A economista Laura Carvalho, em sua coluna de hoje na Folha, mostra a extensão dos danos ocasionados num dos principais estabilizadores da atividade esconômica brasileira, a construção civil.
No emprego, no crédito e em toda a cadeia de negócios que ela gera.
Ironicamente, lembra a fala de Jair Bolsonaro de que “nós temos é que descontruir muita coisa [ no Brasil] . Desfazer muita coisa. Para depois nós começarmos a fazer” e a sua fixação com caixas-pretas, como alguém que procura os responsáveis pelo desastre do avião em lugar de deter suas causas.
O desmonte do BNDES é apontar ainda mais para baixo o nariz da aeronave em pane.
Caixa-preta
Laura Carvalho, na Folha
Seja pela sua profundidade, seja por sua longa duração, a crise econômica brasileira atual é bastante atípica. Tal como na queda de um avião, é preciso uma confluência de fatores para explicá-la.
A caixa-preta, que nos desastres ajudam a revelar alguns deles, pode ser encontrada, no caso de nossa recessão, em um setor-chave da economia: a construção civil.
Se considerarmos que a recessão começou no segundo trimestre de 2014, tal qual identificado pelo Codace (Comitê de Datação de Ciclos Econômicos), o PIB brasileiro ainda está 5,3% abaixo de seu valor pré-crise, tornando esta a mais lenta recuperação da história.
Ainda assim, nada comparado ao que se passa no setor de construção, que ainda sofre com um produto 31,8% menor do que no pico.
Mas não é apenas pela forte queda no produto e pela lentidão na recuperação que o setor de construção civil é tão crucial para explicar nossa crise. Por ser muito intensivo em mão de obra, a perda de empregos no setor é, sozinha, responsável por mais de 20% do aumento no número de desempregados no país.
Além disso, por empregar majoritariamente trabalhadores menos escolarizados, de salários mais baixos, o momento vivido pela construção civil também explica boa parte do aumento nas desigualdades de renda desde o início da crise. O rendimento médio recebido em todos os trabalhos já era, no primeiro trimestre de 2014, 17% maior do que os rendimentos na construção.
Mas essa disparidade subiu para 33%, de acordo com os dados da Pnad Contínua do primeiro trimestre deste ano.
Ou seja, ao contribuir fortemente para o aumento do desemprego e da desigualdade, a crise na construção tem impacto nos outros setores da economia, na medida em que prejudica a recuperação do consumo das famílias.

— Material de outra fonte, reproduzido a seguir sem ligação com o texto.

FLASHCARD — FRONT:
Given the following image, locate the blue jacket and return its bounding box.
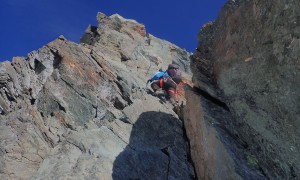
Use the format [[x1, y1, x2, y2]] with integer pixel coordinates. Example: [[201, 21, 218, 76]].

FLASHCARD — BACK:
[[150, 71, 170, 82]]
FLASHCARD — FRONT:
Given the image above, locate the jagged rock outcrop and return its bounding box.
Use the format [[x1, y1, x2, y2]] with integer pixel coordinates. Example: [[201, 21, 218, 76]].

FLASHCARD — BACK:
[[185, 0, 300, 179], [0, 13, 195, 179]]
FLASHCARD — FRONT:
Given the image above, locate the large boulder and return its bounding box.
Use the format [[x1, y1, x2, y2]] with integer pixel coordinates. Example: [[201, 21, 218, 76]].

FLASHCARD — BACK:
[[0, 13, 195, 179]]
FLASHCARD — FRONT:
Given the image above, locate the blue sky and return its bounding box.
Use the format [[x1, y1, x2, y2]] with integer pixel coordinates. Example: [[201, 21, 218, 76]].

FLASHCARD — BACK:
[[0, 0, 226, 61]]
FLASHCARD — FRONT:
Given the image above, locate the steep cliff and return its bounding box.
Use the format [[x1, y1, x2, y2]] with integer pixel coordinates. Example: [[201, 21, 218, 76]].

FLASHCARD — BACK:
[[0, 13, 195, 179], [185, 0, 300, 179]]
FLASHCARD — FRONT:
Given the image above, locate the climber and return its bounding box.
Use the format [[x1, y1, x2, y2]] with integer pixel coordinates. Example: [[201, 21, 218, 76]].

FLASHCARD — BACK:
[[147, 69, 179, 112]]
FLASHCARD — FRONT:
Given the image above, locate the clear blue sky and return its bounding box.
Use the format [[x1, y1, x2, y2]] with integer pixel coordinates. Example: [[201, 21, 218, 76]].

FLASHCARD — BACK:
[[0, 0, 226, 61]]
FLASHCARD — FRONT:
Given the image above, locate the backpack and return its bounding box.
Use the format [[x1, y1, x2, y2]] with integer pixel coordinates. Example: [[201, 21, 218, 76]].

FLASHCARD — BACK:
[[166, 64, 182, 84]]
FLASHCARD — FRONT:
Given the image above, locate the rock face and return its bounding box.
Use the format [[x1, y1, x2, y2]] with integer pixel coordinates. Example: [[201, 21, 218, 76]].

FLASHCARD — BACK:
[[185, 0, 300, 179], [0, 13, 195, 179]]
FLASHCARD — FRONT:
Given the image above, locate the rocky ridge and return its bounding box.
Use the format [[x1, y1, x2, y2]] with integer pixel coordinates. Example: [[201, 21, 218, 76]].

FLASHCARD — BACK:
[[185, 0, 300, 179], [0, 13, 195, 179]]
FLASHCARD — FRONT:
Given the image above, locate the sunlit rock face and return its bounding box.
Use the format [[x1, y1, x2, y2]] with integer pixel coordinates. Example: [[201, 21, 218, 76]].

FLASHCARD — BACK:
[[185, 0, 300, 179], [0, 13, 195, 179]]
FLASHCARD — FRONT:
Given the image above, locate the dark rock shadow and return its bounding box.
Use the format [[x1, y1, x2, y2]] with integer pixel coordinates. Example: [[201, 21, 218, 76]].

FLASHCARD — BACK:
[[113, 111, 195, 180]]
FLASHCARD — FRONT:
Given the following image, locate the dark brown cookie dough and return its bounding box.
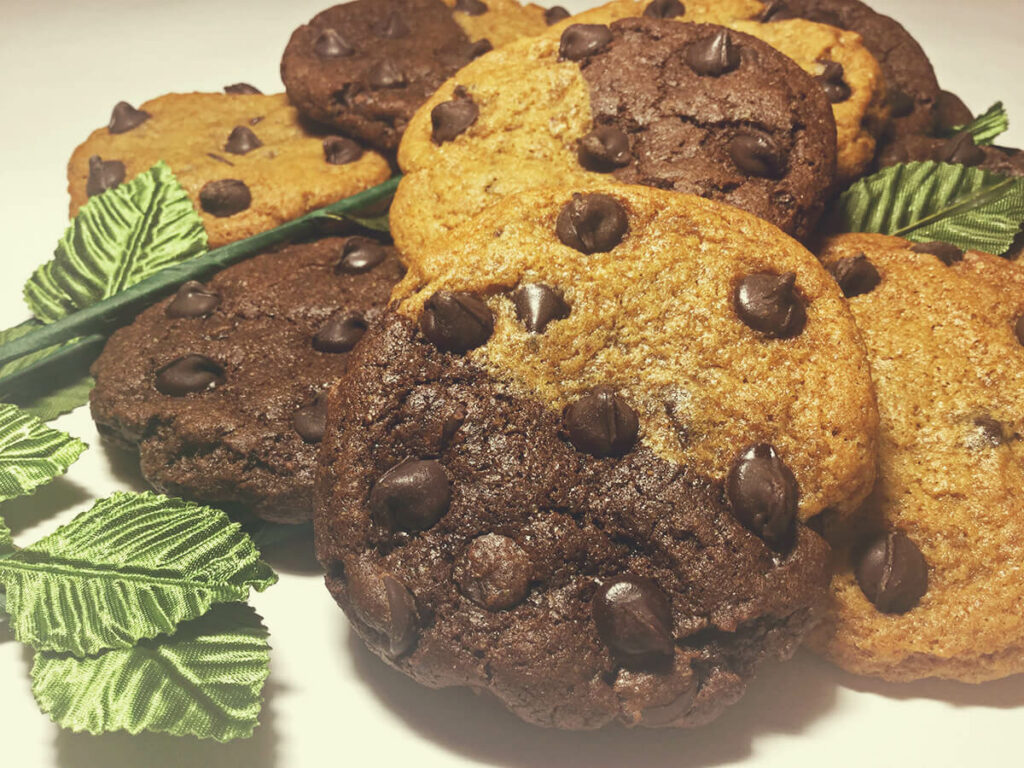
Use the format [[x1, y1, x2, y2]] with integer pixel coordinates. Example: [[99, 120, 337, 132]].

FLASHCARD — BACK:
[[91, 238, 403, 522]]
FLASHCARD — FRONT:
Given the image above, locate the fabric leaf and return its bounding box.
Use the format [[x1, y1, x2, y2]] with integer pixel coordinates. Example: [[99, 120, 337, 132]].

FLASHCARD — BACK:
[[25, 163, 207, 323], [0, 493, 278, 656], [839, 162, 1024, 254], [32, 604, 270, 741]]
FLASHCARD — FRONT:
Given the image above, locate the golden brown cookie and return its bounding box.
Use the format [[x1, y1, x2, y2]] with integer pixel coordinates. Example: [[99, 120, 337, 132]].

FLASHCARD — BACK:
[[68, 93, 390, 248], [813, 234, 1024, 682]]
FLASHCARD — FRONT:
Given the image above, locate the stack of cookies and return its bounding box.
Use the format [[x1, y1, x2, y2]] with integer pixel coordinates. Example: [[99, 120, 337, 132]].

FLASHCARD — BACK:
[[79, 0, 1024, 728]]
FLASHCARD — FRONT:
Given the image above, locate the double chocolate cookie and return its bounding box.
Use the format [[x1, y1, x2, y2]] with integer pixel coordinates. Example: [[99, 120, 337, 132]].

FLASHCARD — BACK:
[[91, 238, 403, 522], [314, 185, 876, 728]]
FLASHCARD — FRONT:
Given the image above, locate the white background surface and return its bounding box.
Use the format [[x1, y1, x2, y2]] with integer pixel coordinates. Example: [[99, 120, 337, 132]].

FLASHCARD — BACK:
[[0, 0, 1024, 768]]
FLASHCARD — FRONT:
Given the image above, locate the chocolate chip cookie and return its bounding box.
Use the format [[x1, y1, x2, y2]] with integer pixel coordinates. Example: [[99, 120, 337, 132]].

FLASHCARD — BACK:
[[391, 17, 836, 258], [813, 234, 1024, 682], [281, 0, 547, 153], [314, 185, 876, 728], [92, 238, 403, 522], [68, 92, 391, 248]]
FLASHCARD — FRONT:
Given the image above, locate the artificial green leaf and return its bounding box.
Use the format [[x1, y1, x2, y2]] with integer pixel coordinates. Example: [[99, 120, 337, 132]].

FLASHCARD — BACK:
[[25, 163, 207, 323], [0, 493, 278, 656], [839, 162, 1024, 254], [0, 403, 86, 502], [32, 604, 270, 741]]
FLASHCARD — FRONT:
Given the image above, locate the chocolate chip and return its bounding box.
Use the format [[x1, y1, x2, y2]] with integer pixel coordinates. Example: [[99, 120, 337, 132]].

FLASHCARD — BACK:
[[562, 386, 640, 459], [292, 392, 327, 442], [828, 253, 882, 299], [558, 24, 611, 61], [855, 532, 928, 613], [85, 155, 125, 198], [455, 534, 532, 610], [313, 309, 369, 354], [910, 240, 964, 266], [555, 193, 630, 254], [334, 237, 387, 274], [577, 125, 632, 173], [420, 291, 495, 353], [313, 27, 355, 58], [199, 178, 253, 218], [729, 133, 785, 178], [725, 443, 799, 550], [512, 283, 570, 334], [164, 280, 220, 318], [815, 58, 852, 104], [684, 29, 739, 78], [370, 459, 452, 531], [224, 125, 263, 155], [324, 136, 362, 165], [934, 131, 985, 166], [224, 83, 263, 96], [156, 354, 224, 397], [643, 0, 686, 18], [108, 101, 152, 133], [430, 88, 480, 144], [732, 272, 807, 339], [592, 577, 676, 667]]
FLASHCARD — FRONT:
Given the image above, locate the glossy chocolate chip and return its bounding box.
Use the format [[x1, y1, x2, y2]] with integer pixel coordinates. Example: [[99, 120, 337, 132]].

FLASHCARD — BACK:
[[334, 237, 387, 274], [562, 386, 640, 458], [199, 178, 253, 218], [156, 354, 224, 397], [85, 155, 125, 198], [455, 534, 532, 610], [577, 125, 633, 173], [855, 532, 928, 613], [370, 459, 452, 531], [732, 272, 807, 339], [729, 133, 785, 178], [558, 24, 611, 61], [686, 29, 739, 77], [512, 283, 571, 334], [725, 443, 799, 550], [224, 125, 263, 155], [420, 291, 495, 354], [164, 280, 220, 318], [555, 193, 630, 254], [324, 136, 362, 165], [592, 577, 676, 667], [828, 253, 882, 299]]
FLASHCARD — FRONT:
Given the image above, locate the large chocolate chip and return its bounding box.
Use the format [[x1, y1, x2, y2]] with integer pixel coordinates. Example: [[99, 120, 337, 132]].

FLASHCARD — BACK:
[[108, 101, 151, 133], [686, 29, 739, 78], [164, 280, 220, 317], [729, 133, 785, 178], [725, 443, 799, 550], [577, 125, 633, 173], [555, 193, 630, 254], [85, 155, 125, 198], [334, 237, 387, 274], [592, 577, 676, 667], [370, 459, 452, 531], [562, 386, 640, 459], [156, 354, 224, 397], [512, 283, 570, 334], [420, 291, 495, 353], [199, 178, 253, 218], [224, 125, 263, 155], [732, 272, 807, 339], [828, 253, 882, 299], [855, 532, 928, 613], [430, 86, 480, 144], [455, 534, 532, 610], [324, 136, 362, 165], [558, 24, 611, 61]]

Mas ainda resta a pergunta: por que o setor de construção tem sido o mais afetado desde 2014?
É aí que entra em cena a confluência de fatores. Primeiro, na semana em que foi protocolado o maior pedido de recuperação judicial da história brasileira, pela Odebrecht S.A., não é possível ignorar os impactos econômicos de curto prazo da Operação Lava Jato.
Como apontou o economista Bráulio Borges, da LCA Consultoria e do Ibre/FGV, a lentidão e a incerteza envolvendo a aprovação dos acordos de leniência com as grandes empreiteiras envolvidas têm também efeitos sistêmicos, na medida em que seus credores respondem aos riscos de inadimplência dessas empresas, contraindo o crédito.
A segunda explicação não é menos importante: o setor é o mais punido pela queda brutal nos investimentos públicos em obras de infraestrutura e construção de escolas, hospitais e moradia desde o início do ajuste fiscal, em 2015.
Segundo dados da IFI (Instituição Fiscal Independente), os investimentos do governo central caíram pela metade, em termos reais, entre 2014 e 2017. Nas empresas públicas federais e nos governos estaduais e municipais, a queda foi ainda maior: de 58%, 58% e 56%, respectivamente.
“O Brasil não é um terreno aberto onde nós pretendemos construir coisas para o nosso povo. Nós temos é que descontruir muita coisa. Desfazer muita coisa. Para depois nós começarmos a fazer”, declarou o presidente Jair Bolsonaro em um evento em março nos Estados Unidos.
Acho que agora eu entendi: a ideia é continuar procurando a tal caixa-preta no BNDES enquanto destruímos completamente a capacidade de investimento e de financiamento do Estado brasileiro —nossos possíveis motores de retomada.